24 août 2024

Un lanceur d'alerte, un vrai

Vu et revu tout récemment
sur Le Canal Parlementaire (LCP), un documentaire édifiant sur Pierre Ryckmans alias Simon Leys (1935-2014), pourfendeur héroïque du maoïsme.

L’itinéraire de cet universitaire d’origine belge aurait de quoi faire réfléchir beaucoup de beaux esprits auto-proclamés progressistes, qui ne voient pas plus loin que le bout de leur nez, sont enclins à l’utopie plutôt qu’à la réalité et sont toujours prompts à donner des leçons même après qu'ils se soient lourdement trompés.

Très tôt, Leys s’intéresse à la Chine.

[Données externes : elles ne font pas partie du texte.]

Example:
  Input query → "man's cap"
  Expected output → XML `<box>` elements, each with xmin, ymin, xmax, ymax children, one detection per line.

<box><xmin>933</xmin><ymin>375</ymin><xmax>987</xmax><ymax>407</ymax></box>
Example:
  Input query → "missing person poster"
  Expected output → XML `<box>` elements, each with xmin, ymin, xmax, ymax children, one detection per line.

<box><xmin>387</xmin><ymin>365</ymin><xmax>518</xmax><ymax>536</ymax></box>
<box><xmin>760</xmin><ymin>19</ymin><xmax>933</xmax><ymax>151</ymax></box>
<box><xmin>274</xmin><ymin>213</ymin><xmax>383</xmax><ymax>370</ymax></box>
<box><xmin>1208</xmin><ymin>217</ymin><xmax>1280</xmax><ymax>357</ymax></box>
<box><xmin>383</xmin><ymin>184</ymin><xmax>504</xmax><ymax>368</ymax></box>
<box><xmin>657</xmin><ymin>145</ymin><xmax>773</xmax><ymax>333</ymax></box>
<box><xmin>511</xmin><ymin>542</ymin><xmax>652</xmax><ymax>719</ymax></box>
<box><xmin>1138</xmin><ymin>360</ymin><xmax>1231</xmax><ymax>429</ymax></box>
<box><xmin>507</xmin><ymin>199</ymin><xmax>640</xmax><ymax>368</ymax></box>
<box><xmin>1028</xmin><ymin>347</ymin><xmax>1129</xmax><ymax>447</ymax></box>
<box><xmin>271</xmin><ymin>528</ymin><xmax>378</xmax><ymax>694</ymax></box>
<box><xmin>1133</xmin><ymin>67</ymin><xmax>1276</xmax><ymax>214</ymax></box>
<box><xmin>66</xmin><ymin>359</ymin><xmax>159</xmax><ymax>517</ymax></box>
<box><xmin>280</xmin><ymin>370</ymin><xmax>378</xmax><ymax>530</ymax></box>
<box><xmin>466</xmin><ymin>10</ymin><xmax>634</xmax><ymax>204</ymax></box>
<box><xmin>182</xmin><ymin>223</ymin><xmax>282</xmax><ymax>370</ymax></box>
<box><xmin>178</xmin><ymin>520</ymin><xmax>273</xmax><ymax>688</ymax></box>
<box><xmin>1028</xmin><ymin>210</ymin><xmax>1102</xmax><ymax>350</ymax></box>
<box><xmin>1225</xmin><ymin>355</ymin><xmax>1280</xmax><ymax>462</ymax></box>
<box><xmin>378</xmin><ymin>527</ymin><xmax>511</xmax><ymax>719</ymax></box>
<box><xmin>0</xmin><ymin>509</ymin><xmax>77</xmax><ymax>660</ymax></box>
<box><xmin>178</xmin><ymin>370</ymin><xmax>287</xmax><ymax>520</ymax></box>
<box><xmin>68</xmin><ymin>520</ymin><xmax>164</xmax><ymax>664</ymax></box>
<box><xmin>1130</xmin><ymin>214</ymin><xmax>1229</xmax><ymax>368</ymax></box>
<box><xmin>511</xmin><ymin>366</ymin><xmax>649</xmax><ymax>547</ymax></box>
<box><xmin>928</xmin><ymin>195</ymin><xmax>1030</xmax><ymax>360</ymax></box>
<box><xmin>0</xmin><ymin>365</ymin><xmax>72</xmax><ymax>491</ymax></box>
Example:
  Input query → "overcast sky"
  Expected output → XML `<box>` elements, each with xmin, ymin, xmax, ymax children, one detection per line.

En 1955, âgé de vingt ans à peine, il y fait un premier séjour très encadré, en tant qu’étudiant, au cours duquel il prend part à un entretien avec Zhou Enlai, le numéro 2 du Parti.
Quelques années plus tard, mobilisé comme objecteur de conscience, il séjourne en 1963 à Singapour, mais soupçonné d’être pro-communiste, il doit se réfugier à Hong-Kong où il choisit de s’établir quelque temps.
Dans des conditions précaires, et vivant d’expédients, il se lance alors dans une quête éperdue de la culture chinoise, dont il parvient à maîtriser le Mandarin et l'art de la calligraphie. Parallèlement, il épouse la journaliste Han-fang Chang, rencontrée à Taiwan, qui lui donnera 4 enfants et à laquelle il restera indéfectiblement lié.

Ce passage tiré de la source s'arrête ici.